Work In progress
LLM Service Requests Example
This example shows how to make requests to the LLM service using the OpenAI compatible API.
Installation
Install the required packages:
pip install openai
Configuration
Substitute the following values with your own:
MODEL: The model ID of the model you want to use. Example:Qwen/Qwen3-4BAPI_KEY: Your API key (if authentication is required)API_URL: The URL of the API. Example:http://kalavai-api.public.kalavai.net/v1
Examples
1. Streaming Inference
A single request with streaming response to get the output tokens as soon as they are generated.
from openai import OpenAI
API_URL = "http://kalavai-api.public.kalavai.net/v1"

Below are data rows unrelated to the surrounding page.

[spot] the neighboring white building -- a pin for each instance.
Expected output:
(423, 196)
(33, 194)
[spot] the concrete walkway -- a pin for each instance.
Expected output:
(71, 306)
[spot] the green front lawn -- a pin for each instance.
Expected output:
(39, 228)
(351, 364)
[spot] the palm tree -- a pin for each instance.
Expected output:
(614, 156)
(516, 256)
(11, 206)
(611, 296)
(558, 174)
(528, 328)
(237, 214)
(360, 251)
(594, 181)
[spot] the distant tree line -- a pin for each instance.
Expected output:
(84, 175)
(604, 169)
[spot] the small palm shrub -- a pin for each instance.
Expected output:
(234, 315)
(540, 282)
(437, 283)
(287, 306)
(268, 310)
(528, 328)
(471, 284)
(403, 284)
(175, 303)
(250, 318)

API_KEY = "<your-api-key>"
MODEL = "Qwen/Qwen3-4B"
client = OpenAI(
base_url=API_URL,
api_key=API_KEY
)
def stream_chat():
response = client.chat.completions.create(
model=MODEL,
messages=[{"role": "user", "content": "Tell me a long story"}],
stream=True
)
print("Assistant:", end=" ", flush=True)
for chunk in response:
delta = chunk.choices[0].delta
if delta and delta.content:
print(delta.content, end="", flush=True)
print("\n--- Done ---")
if __name__ == "__main__":
stream_chat()
2. Batched Inference
Multiple requests submitted simultaneously. The results are displayed in bulk once all of them are completed.
from openai import OpenAI
import asyncio
API_URL = "http://kalavai-api.public.kalavai.net/v1"

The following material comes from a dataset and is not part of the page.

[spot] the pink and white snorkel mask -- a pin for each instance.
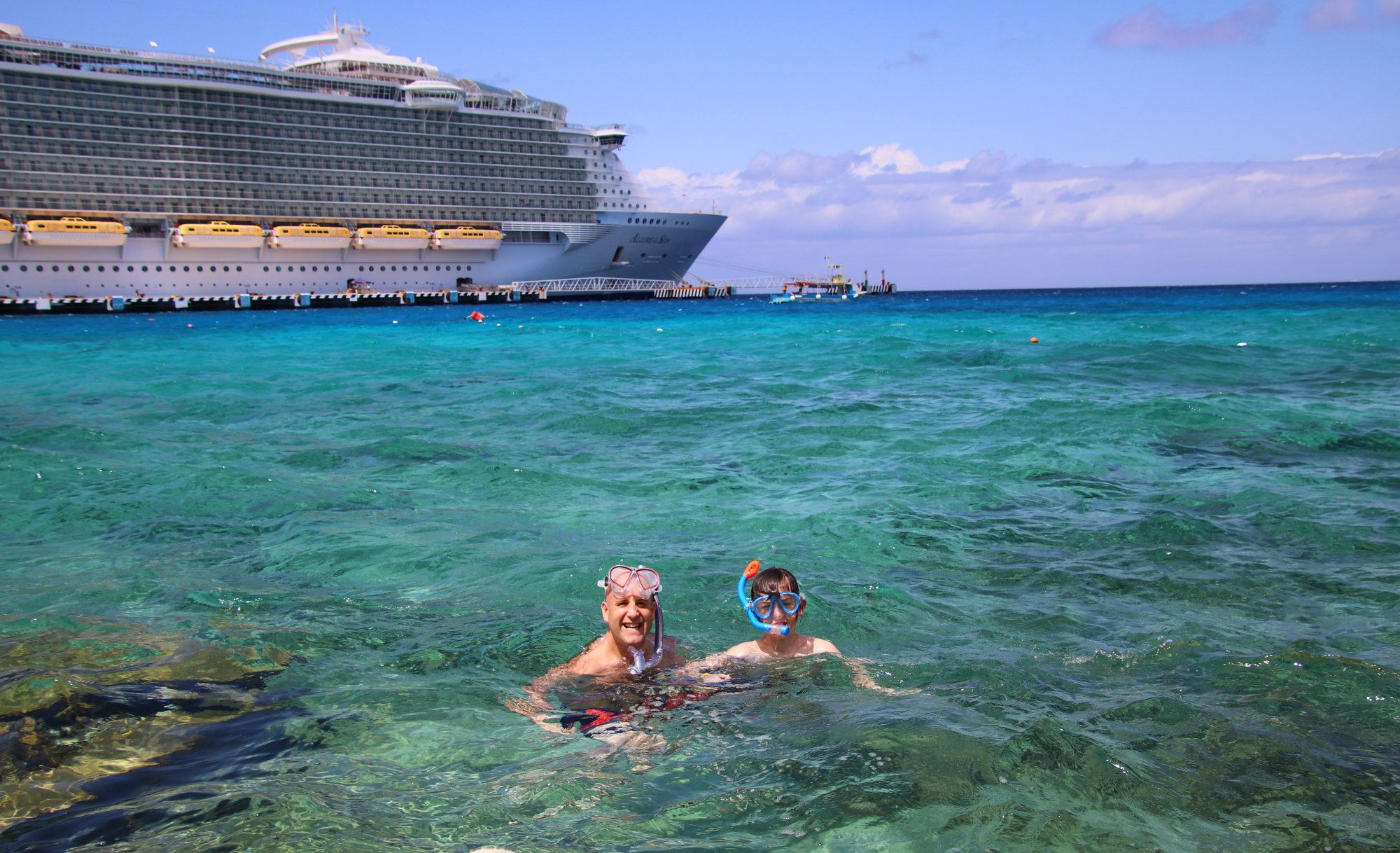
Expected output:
(648, 585)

API_KEY = "<your-api-key>"
MODEL = "Qwen/Qwen3-4B"
client = OpenAI(
base_url=API_URL,
api_key=API_KEY
)
async def batched_inference_openai():
prompts = [
"What is the capital of France?",
"Explain quantum computing",
"Write a short poem",
"What are the benefits of exercise?",
"Describe the solar system"
]
tasks = []
for i, prompt in enumerate(prompts):
task = asyncio.create_task(single_request(client, MODEL, prompt, i))
tasks.append(task)
results = await asyncio.gather(*tasks)
for i, result in enumerate(results):
print(f"Response {i+1}: {result[:100]}...")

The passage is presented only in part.